Oscar-Verleihung 2019:Auf die Freundschaft zwischen Schwarz und Weiß

  • Mit "Green Book" als Bestem Film und nicht "Roma" sendet die Academy die Botschaft: Wir urteilen hier immer noch über die Filme selbst.
  • Die größte Überraschung des Abends ist die Wahl der Besten Hauptdarstellerin: Olivia Colman, nicht Glenn Close.
  • Spike Lees Dankesrede war ein Appell gegen Rassismus, viel politischer wurde es an dem Abend auch nicht.
  • Insgesamt waren sowohl bei Laudatoren als auch Nebendarsteller-Kategorien viel Diversität zu spüren.

Von Tobias Kniebe

Ein Abend ohne Moderator, ohne große Peinlichkeiten, aber auch ohne große Höhepunkte, an dem der Streaming-Gigant Netflix noch nicht völlig die Macht übernommen hat. Das war die 91. Oscarverleihung, und ärgern wird sich über den Ausgang wahrscheinlich nur Reed Hastings, der Netflix-Boss, der für seine Winner-Takes-It-All-Mentalität bekannt ist. Er hat Millionen an Werbung ausgegeben, um seine Produktion "Roma" zum Besten Film zu machen, und er hat die Oscarkampagnen-Managerin Lisa Taback, der man in Hollywood wahre Wunderdinge zutraut, extra vom Markt weggekauft und in seine Firma geholt.
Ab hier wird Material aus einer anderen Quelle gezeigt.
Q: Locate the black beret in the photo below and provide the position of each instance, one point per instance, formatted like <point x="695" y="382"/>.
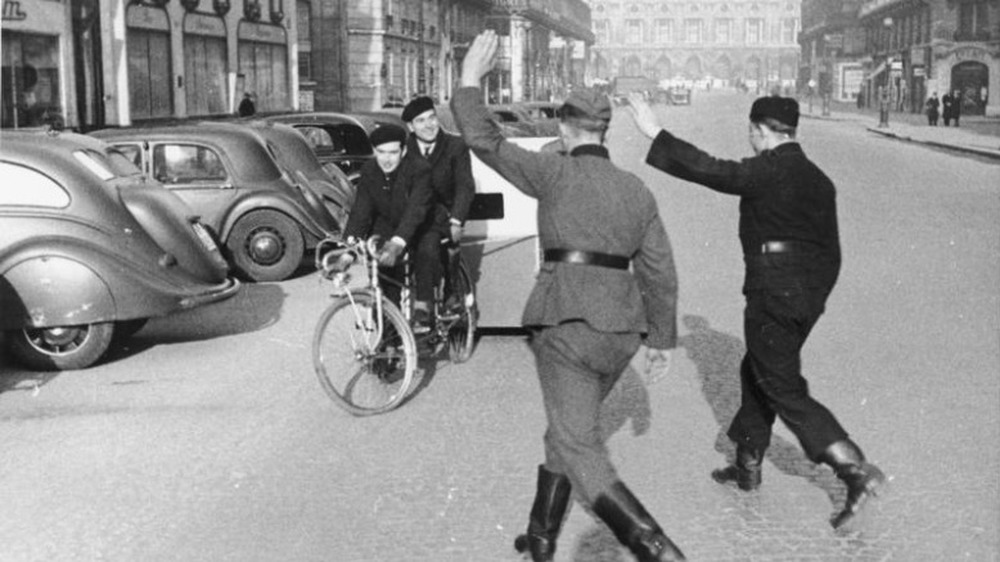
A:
<point x="783" y="110"/>
<point x="416" y="107"/>
<point x="388" y="133"/>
Geholfen hat es am Ende nichts, es gewann der Konkurrent "Green Book". Und obwohl die etwa 9000 Mitglieder der Academy ihre Entscheidung natürlich nicht abstimmen können, spricht viel dafür, dass sie mit dieser Wahl auch das Erbe der großen Kinoleinwand sichern wollten, die Netflix mit seinem Kino-im-Wohnzimmer-Modell derzeit angreift. "Green Book" ist ein klassisches Buddy Movie über eine Freundschaft zwischen Schwarz und Weiß im rassistischen Süden der Sechzigerjahre, so klassisch, dass böse Zungen nun sagen, die Achtzigerjahre-Kinoschnulze "Driving Miss Daisy" habe zum zweiten Mal den Oscar gewonnen.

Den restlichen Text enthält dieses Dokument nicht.